At 2:21pm Eastern time, a change was made to the production Kubernetes cluster that powers dbt Cloud. This change resulted in a gradual increase in error rates to the application over the course of a 9 minute period. At 2:30pm, all requests to the dbt Cloud application were failing with a 503 Unavailable status code.
This change was related to permissions, and in addition to taking down the application, it also prevented our engineers from accessing the cluster. We worked to regain access to the cluster and remedy the root cause of the production outage. At 2:44pm Eastern time, a fix was implemented, and the application gradually became available again.

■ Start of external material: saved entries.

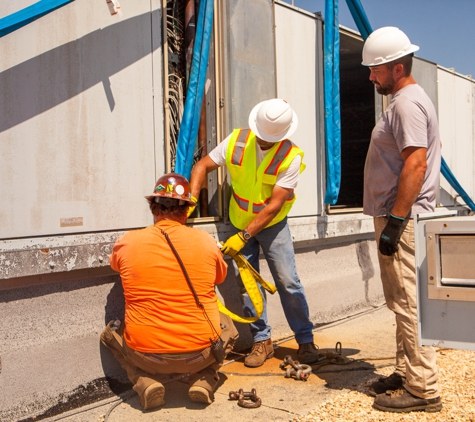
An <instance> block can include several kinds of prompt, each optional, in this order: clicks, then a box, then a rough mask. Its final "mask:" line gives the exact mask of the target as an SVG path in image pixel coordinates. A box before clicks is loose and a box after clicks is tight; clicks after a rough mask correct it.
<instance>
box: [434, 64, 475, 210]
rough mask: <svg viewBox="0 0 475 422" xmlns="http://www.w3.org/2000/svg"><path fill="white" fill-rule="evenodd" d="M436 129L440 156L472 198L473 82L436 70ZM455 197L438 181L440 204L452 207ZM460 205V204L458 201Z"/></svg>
mask: <svg viewBox="0 0 475 422" xmlns="http://www.w3.org/2000/svg"><path fill="white" fill-rule="evenodd" d="M437 75H438V96H439V125H440V135H441V139H442V156H443V157H444V159H445V161H446V162H447V164H448V165H449V167H450V169H451V170H452V172H453V173H454V175H455V177H456V178H457V180H458V181H459V183H460V184H461V186H462V187H463V188H464V190H465V191H466V192H467V193H468V195H469V196H470V197H471V198H472V199H473V198H475V183H474V177H475V166H474V153H475V150H474V145H473V143H474V129H473V128H474V122H475V116H474V113H475V101H474V86H475V84H474V82H473V81H471V80H469V79H466V78H464V77H462V76H460V75H457V74H455V73H452V72H450V71H448V70H445V69H442V68H438V69H437ZM455 195H457V193H456V192H455V191H454V190H453V189H452V188H451V187H450V185H449V183H448V182H447V181H446V180H445V178H444V177H441V192H440V195H439V201H440V203H441V204H442V205H453V204H454V199H453V197H454V196H455ZM458 202H459V203H463V200H459V201H458Z"/></svg>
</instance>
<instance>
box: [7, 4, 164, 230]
mask: <svg viewBox="0 0 475 422" xmlns="http://www.w3.org/2000/svg"><path fill="white" fill-rule="evenodd" d="M153 3H156V2H155V1H154V2H152V4H153ZM121 6H122V9H121V10H122V13H123V16H122V19H120V18H119V17H118V16H117V15H115V16H111V14H110V12H109V9H108V7H107V5H106V4H105V2H104V3H103V4H98V3H97V1H95V0H82V1H81V2H73V3H71V4H70V5H68V6H67V7H64V8H61V9H59V10H57V11H56V12H54V13H51V14H49V15H47V16H45V17H43V18H41V19H39V20H37V21H35V22H33V23H31V24H29V25H27V26H25V27H24V28H21V29H19V30H18V31H15V32H14V33H12V34H9V35H7V36H5V37H3V38H2V39H1V40H0V55H1V57H2V63H1V64H0V66H1V69H0V71H1V73H0V86H1V87H2V89H1V96H2V97H1V101H0V180H1V184H0V196H1V198H2V201H1V203H0V238H11V237H30V236H38V235H52V234H65V233H72V232H89V231H101V230H111V229H121V228H129V227H137V226H144V225H146V224H149V223H150V222H151V219H150V212H149V210H148V208H147V206H146V204H145V203H144V202H145V200H144V198H143V195H144V194H146V193H147V192H148V191H149V190H150V189H151V187H153V184H154V181H155V159H156V155H155V151H156V148H155V144H154V142H155V139H154V136H155V135H156V133H154V131H155V130H157V129H156V128H154V124H153V122H154V107H153V101H154V99H153V83H152V80H153V78H152V72H153V70H152V69H153V67H152V54H151V53H152V51H153V48H156V49H157V50H158V49H159V48H161V47H160V46H161V43H160V42H159V40H153V48H152V29H151V22H152V19H151V10H150V9H151V2H150V0H122V1H121ZM154 14H157V15H159V14H160V12H159V10H157V11H156V12H154ZM153 21H154V22H155V24H160V19H153ZM153 35H154V37H158V36H159V35H160V31H156V32H155V31H154V33H153ZM154 60H156V59H154ZM155 64H156V63H155ZM156 72H158V73H159V74H161V70H160V67H158V68H157V69H156ZM155 81H156V82H157V79H155ZM156 88H157V89H156V91H155V94H156V95H157V96H159V95H161V87H160V86H158V87H156ZM160 113H161V111H160ZM157 120H159V119H157ZM157 133H161V134H163V131H162V130H161V129H159V130H157ZM161 138H162V136H160V140H161Z"/></svg>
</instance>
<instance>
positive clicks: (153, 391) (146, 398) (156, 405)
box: [140, 381, 165, 410]
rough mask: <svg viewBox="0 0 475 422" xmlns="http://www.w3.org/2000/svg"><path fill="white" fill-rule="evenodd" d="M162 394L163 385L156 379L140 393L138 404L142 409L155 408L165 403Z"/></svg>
mask: <svg viewBox="0 0 475 422" xmlns="http://www.w3.org/2000/svg"><path fill="white" fill-rule="evenodd" d="M164 395H165V387H164V386H163V385H162V384H161V383H160V382H158V381H157V382H155V383H153V384H152V385H149V386H148V387H147V388H146V389H145V391H144V392H143V393H142V394H141V395H140V404H141V405H142V407H143V408H144V410H150V409H155V408H156V407H159V406H163V405H164V404H165V400H164V399H163V396H164Z"/></svg>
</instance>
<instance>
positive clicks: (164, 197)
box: [145, 194, 196, 205]
mask: <svg viewBox="0 0 475 422" xmlns="http://www.w3.org/2000/svg"><path fill="white" fill-rule="evenodd" d="M157 197H160V198H165V196H163V195H158V194H152V195H147V196H145V199H146V200H147V201H152V200H153V198H157ZM169 198H170V199H175V200H176V201H184V202H187V203H188V205H196V202H194V201H192V200H191V199H185V198H174V197H173V196H170V197H169Z"/></svg>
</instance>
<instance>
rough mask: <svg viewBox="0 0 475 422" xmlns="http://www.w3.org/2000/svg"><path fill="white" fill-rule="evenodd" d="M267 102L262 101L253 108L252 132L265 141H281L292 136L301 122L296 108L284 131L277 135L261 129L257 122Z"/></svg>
mask: <svg viewBox="0 0 475 422" xmlns="http://www.w3.org/2000/svg"><path fill="white" fill-rule="evenodd" d="M265 102H266V101H262V102H260V103H259V104H257V105H256V106H254V108H253V109H252V110H251V113H250V114H249V128H250V129H251V130H252V132H253V133H254V134H255V135H257V136H258V137H259V138H261V139H262V140H263V141H266V142H272V143H275V142H280V141H283V140H284V139H287V138H290V137H291V136H292V135H293V134H294V132H295V131H296V130H297V127H298V124H299V121H298V118H297V114H296V113H295V111H294V110H292V113H293V116H292V123H291V124H290V126H289V127H288V128H287V129H286V130H284V131H283V132H280V133H277V134H275V135H271V134H269V133H267V132H264V131H262V130H260V129H259V128H258V127H257V123H256V119H257V113H258V111H259V108H260V107H261V105H262V104H263V103H265Z"/></svg>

During the initial 9 minute partial outage and subsequent 14 minute complete outage, web requests to the application failed with a 503 status code. Scheduled dbt runs which were started or completed during this window may appear in a “cancelled” or "errored" state. Scheduled runs which were in progress but did not complete during the outage should be unaffected. IDE sessions that were in-progress at the time of the outage should also be unaffected.
We are updating our procedures as a result of this outage to prevent this failure mode from reoccurring in the future.
Posted Jun 16, 2020 - 16:26 EDT
A fix has been implemented and we are monitoring the results.
Posted Jun 16, 2020 - 14:51 EDT
The issue has been identified and a fix is being implemented.
Posted Jun 16, 2020 - 14:38 EDT
We are currently investigating this issue.
Posted Jun 16, 2020 - 14:35 EDT
This incident affected: Scheduled Jobs, API, and Web Application (cloud.getdbt.com).